Jaccard Michel

ASSOCIÉ, ID EST AVOCATS

Fondateur de l’Etude id est avocats, Michel Jaccard est un spécialiste du droit des technologies, des médias et de la propriété intellectuelle ainsi que du droit commercial et du financement d'entreprises, domaines dans lesquels il pratique, enseigne et publie depuis plus de 15 ans. Il a obtenu une licence et un doctorat de l'Université de Lausanne et un diplôme postgrade (LLM'97) de l'Université de Columbia, dans l'Etat de New York, où il est également admis au barreau et a travaillé plusieurs mois dans un cabinet international.

Et vous, vous êtes plutôt copyright ou copyleft?

Les temps sont durs pour le droit d’auteur séculaire – le fameux « copyright »  ; certes, il est toujours le régime juridique de protection quasi universel pour la musique, les films, les œuvres littéraires et photographiques, et tant d’autres créations de l’esprit présentant un caractère individuel. Mais l’érosion du droit d’auteur traditionnel est pourtant visible, notamment dans l’industrie informatique.

L’écriture du code des logiciels (le « coding ») est de moins en moins le fait d’un seul homme ou d’une équipe restreinte de programmeurs de haut vol, mais plutôt le résultat d’une action collective impliquant souvent des dizaines ou des centaines de freelance travaillant sur la base de modèles prônant la standardisation et l’interopérabilité plutôt que l’individualité – critère pourtant nécessaire à la protection par le droit d’auteur. Ainsi la protection des API (application programming interfaces) par le droit d’auteur a-t-elle été notamment refusée à Oracle dans un procès majeur qui l’opposait à Google l’an dernier – un jugement salué comme étant favorable à l’innovation, dans un pays où l’industrie du software est pourtant très significative.

L’attaque la plus frontale contre le « copyright » dans l’industrie provient peut-être du mouvement open source, dont une partie s’attache à promouvoir des licences dites « copyleft » (avec le symbole © inversé horizontalement – que mon logiciel Microsoft ne connaît pas). La traduction française (« gauche d’auteur »), qui s’appuie surtout sur le jeu de mots, rend mal toute la puissance du concept du « copyleft ».

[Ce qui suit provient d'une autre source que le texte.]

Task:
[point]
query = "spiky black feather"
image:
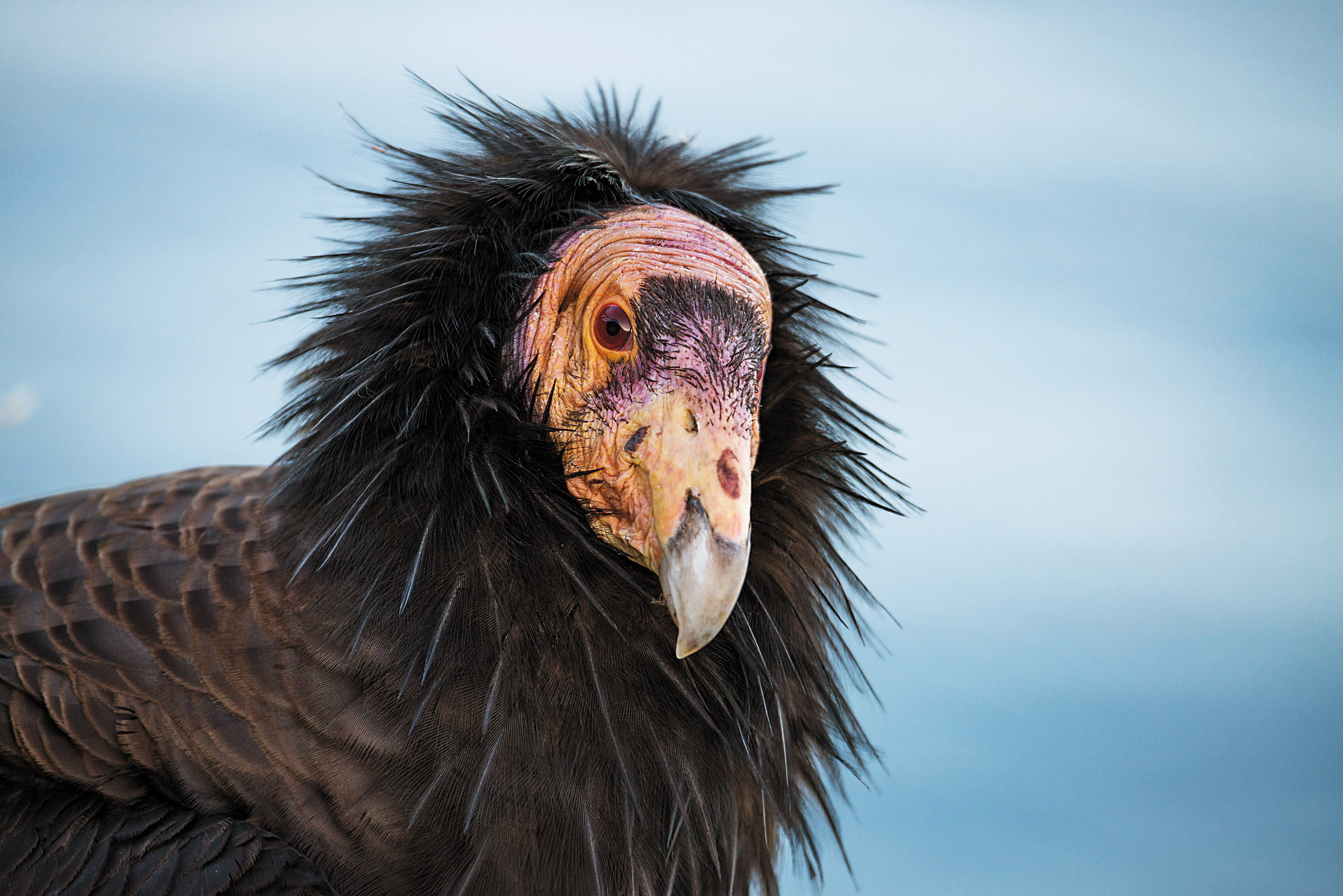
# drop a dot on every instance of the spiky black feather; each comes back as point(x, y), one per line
point(418, 468)
point(402, 649)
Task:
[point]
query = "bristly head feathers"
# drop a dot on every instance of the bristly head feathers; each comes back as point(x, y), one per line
point(423, 512)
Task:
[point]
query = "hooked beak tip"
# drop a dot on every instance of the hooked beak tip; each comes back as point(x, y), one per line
point(702, 578)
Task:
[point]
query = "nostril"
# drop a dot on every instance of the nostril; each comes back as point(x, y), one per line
point(728, 473)
point(637, 438)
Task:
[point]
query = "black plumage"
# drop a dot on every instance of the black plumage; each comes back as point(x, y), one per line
point(399, 660)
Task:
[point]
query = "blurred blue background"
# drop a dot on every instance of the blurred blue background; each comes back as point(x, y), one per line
point(1107, 242)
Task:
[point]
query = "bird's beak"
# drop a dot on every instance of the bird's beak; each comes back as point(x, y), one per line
point(700, 486)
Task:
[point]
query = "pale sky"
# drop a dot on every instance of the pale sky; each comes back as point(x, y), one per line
point(1106, 242)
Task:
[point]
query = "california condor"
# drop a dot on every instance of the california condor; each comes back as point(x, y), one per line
point(546, 595)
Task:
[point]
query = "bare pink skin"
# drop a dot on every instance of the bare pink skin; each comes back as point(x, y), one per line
point(644, 445)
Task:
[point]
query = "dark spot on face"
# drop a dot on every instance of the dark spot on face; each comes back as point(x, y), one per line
point(728, 473)
point(637, 438)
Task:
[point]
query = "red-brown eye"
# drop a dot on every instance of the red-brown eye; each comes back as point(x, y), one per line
point(613, 329)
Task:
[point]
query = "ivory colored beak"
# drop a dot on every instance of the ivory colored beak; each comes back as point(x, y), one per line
point(700, 481)
point(702, 578)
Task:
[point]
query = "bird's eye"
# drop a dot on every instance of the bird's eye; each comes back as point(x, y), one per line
point(613, 329)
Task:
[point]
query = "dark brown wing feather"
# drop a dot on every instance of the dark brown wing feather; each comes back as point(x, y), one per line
point(134, 676)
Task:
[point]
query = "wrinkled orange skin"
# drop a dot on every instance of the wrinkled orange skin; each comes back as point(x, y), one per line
point(605, 263)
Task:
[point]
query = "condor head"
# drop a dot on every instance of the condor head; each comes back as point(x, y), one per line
point(644, 345)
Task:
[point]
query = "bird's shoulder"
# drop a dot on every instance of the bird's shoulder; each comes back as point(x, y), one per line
point(113, 607)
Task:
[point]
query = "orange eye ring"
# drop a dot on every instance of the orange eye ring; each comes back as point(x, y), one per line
point(613, 329)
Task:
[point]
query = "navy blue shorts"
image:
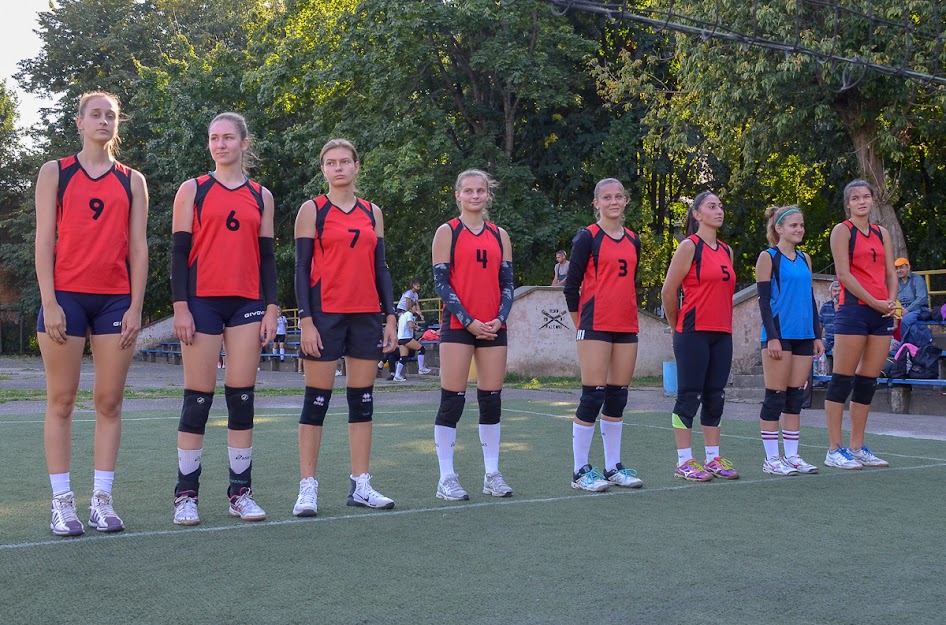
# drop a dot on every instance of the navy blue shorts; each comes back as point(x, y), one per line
point(347, 334)
point(862, 320)
point(213, 314)
point(95, 312)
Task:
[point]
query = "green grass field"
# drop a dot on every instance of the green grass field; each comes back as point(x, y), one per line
point(837, 547)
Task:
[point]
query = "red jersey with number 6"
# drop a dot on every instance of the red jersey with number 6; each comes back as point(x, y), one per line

Explications. Une licence « copyleft » n’est pas la négation du droit d’auteur, bien au contraire. Il s’agit – tout comme une licence « classique » - d’une autorisation de l’auteur donnée à un preneur de licence d’utiliser l’œuvre – ici, un logiciel - à certaines conditions. En l’occurrence, les droits conférés par une licence « copyleft » sont en général plus larges que ceux d’une licence « copyright » puisque celui qui en bénéficie peut utiliser, modifier et redistribuer librement le programme informatique couvert par la licence.

Cependant, la différence déterminante entre les deux modèles est la condition posée à cette liberté : une redistribution du programme ne peut intervenir librement qu’à la condition qu’elle impose les mêmes règles à ceux qui vont utiliser la version modifiée, à savoir la garantie d’une utilisation, d’une modification et d’une redistribution sans limitation, le plus souvent avec la mise à disposition d’une copie complète du code source. Ainsi, le programme informatique est toujours, au gré de son évolution et de son amélioration, librement à disposition de tous, à partir du moment où une redistribution intervient.

En somme, ces licences « copyleft » (dont la plus connue, la GPL) instaurent ce qu’on peut appeler un régime draconien de restrictions, mais au nom du maintien de la liberté d’utilisation, de modification et de redistribution, légitimant en un sens le « copyright », dont seules les limitations abusives d’utilisation sont ainsi remises en cause.

Le « copyleft » apparaît alors plus comme une nouvelle forme de « copyright », particulièrement prometteuse dans le domaine informatique. Qu’on ne s’y trompe pourtant pas, comprendre et négocier les conditions de distribution de produits open source est au moins aussi compliqué que de s’attacher à négocier des licences classiques. Un exemple : le document de Mercedes Benz de plus de 150 pages qui – obligation découlant du régime open source – reproduit le texte de l’ensemble des licences open source utilisées par des programmes informatiques installés dans ses véhicules.